Prose/Style: While technically well written, the plot’s foundation is undermined by a strong tell-not-show method of storytelling, relying too heavily on repetitious internal monologue.
Originality: This book features an uncommon plot and unique take on modern-day romance and one that highlighted some pervasive, but little seen, aspects of military life.
Character Development: Each character is lovingly drawn and well-fleshed out, but certain aspects are over-emphasized, turning the characters into only that single trait (i.e., Anne and her thoughts on children. A bit more about her hobbies and fascinating work would have been appreciated). Some expansion of the characters' origins and motives would strengthen the cast and overall plot.
by Jenilee Wallace
Plot: “He's My Future” is a romance novel that follows the conventions of the genre with a bit of Nashville spunk, though outside forces seem to have it in for Renee and Tyler.
Prose/Style: Wallace has a fun, easy-to-read style that serves the romance well.
Originality: “He's My Future” has a fairly standard story arc, though the fact that there is a revenge plot brewing against our heroes is sure to keep readers excited for book 2.
Character Development: The characters in Jenilee Wallace's contemporary novel are pretty typical of the genre. Renee is sweet while and Tyler has a rougher edge. Both remain relatable throughout the story.
by Linore Rose Burkard
Plot: There is an interesting meta-like overlap between the storyline of the author and character Claire's professional and romantic struggles, as well as that of St. John's.
Prose/Style: While the plot is intriguing, the sentences here are clunky and do not successfully set character or environment moods.
Originality: The use of introductory quotes per chapter is unnecessary and does little to add to the text.

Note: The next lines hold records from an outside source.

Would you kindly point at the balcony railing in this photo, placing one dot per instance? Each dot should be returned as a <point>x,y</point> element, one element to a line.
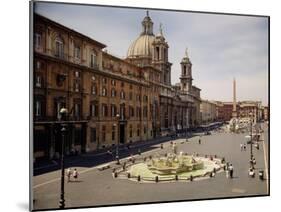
<point>94,65</point>
<point>55,118</point>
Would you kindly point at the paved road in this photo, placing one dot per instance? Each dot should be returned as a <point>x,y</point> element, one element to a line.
<point>99,188</point>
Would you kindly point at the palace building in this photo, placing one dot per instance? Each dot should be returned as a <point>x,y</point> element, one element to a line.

Character Development: Miss Andrews physicality aptly portrays her rambunctious nature, while Claire is consistently portrayed as insecure and skeptical, which is what is largely responsible for her predicaments.
by Josh Conley Jr
Plot: Conley's crime story offers an awkward blend of elements, integrating erotica into a central character's somewhat dubious quest for religious redemption. The author transitions between past and present events with a degree of fluidity, but circumstances often blur into one another, with more attention paid to graphically detailed scenes of sexual intimacy than to truly compelling storytelling.
Prose: The author effectively describes settings and action sequences, but the prose tends toward flat and blatant; dialogue, meanwhile, is frequently unrealistic and grandiose.

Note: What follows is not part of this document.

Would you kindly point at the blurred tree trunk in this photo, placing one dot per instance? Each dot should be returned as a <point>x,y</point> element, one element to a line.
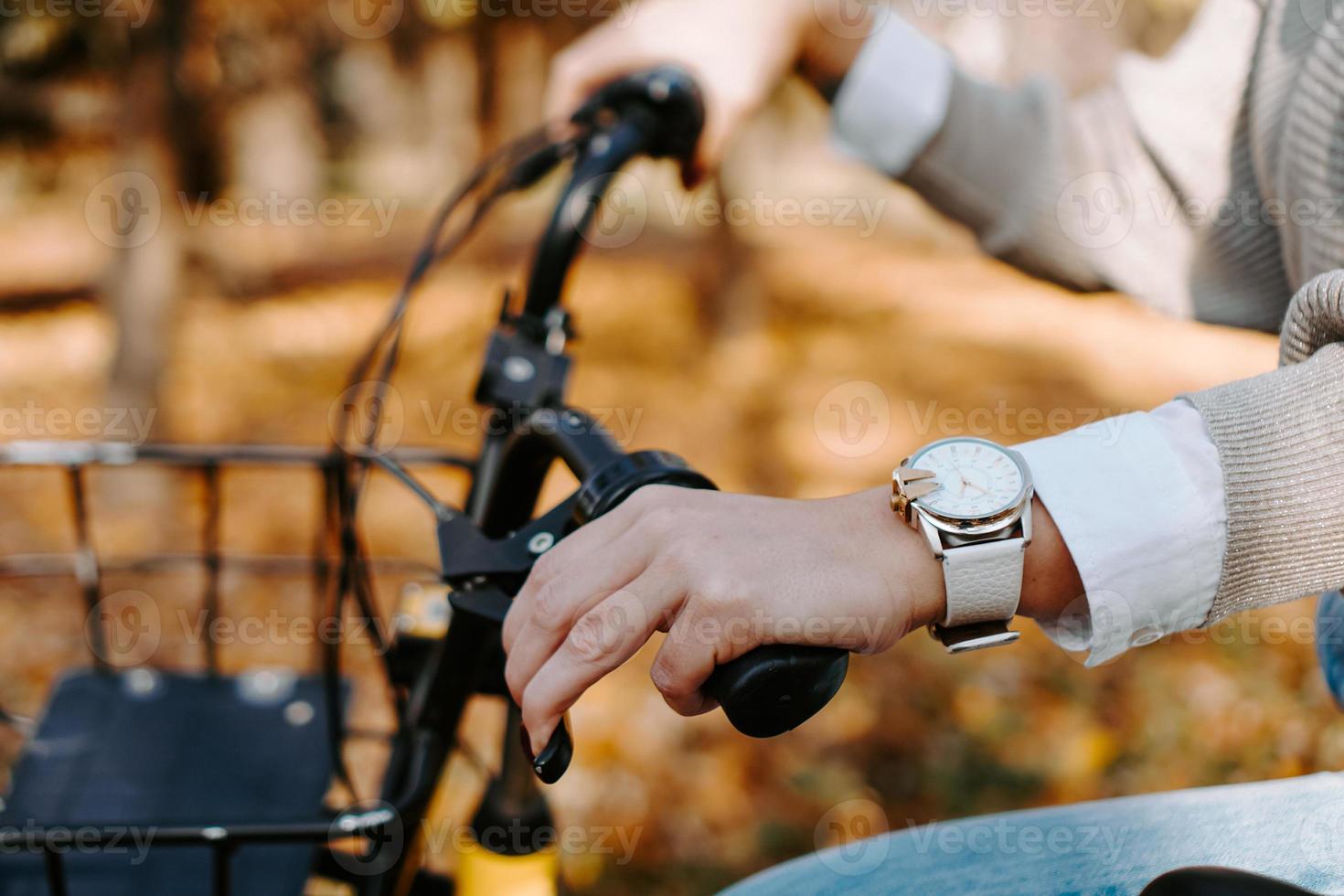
<point>145,280</point>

Originality: While this novel is unique in its blending of genre conventions, the story ultimately falls short of memorable substance.
Character Development: Character development is insufficient in this work, with individuals coming across as interchangeable. Female characters are often reduced to sexual stereotypes; as a result, readers may have difficulties investing in the story's weightier content.
by Jenilee Wallace
Plot: Although "The Only Future I Want" follows a plot that will be familiar to readers of the romance genre, it often felt rushed, as if moving from moment to moment instead of creating a firm narrative.
Prose/Style: The prose of the book is solid, but there are several sentences in various chapters that have issues as far as tense and making sense. The prose here doesn't do much to help the book stand out.
Originality: The plot of "The Only Future I Want" is somewhat lacking in originality when it comes to the romance genre. Hunter, the stereotypical ladies' man, begins falling for Sherry, the coworker who doesn't know she's beautiful and who he never noticed before.
Character Development: The characters of "The Only Future I Want" are not well developed. Hunter and Sherry aren't clear as characters to the reader, only described in the most basic of terms and/or stereotypes. Hunter is the well-muscled player and Sherry is a quiet knockout who doesn't know how beautiful she is.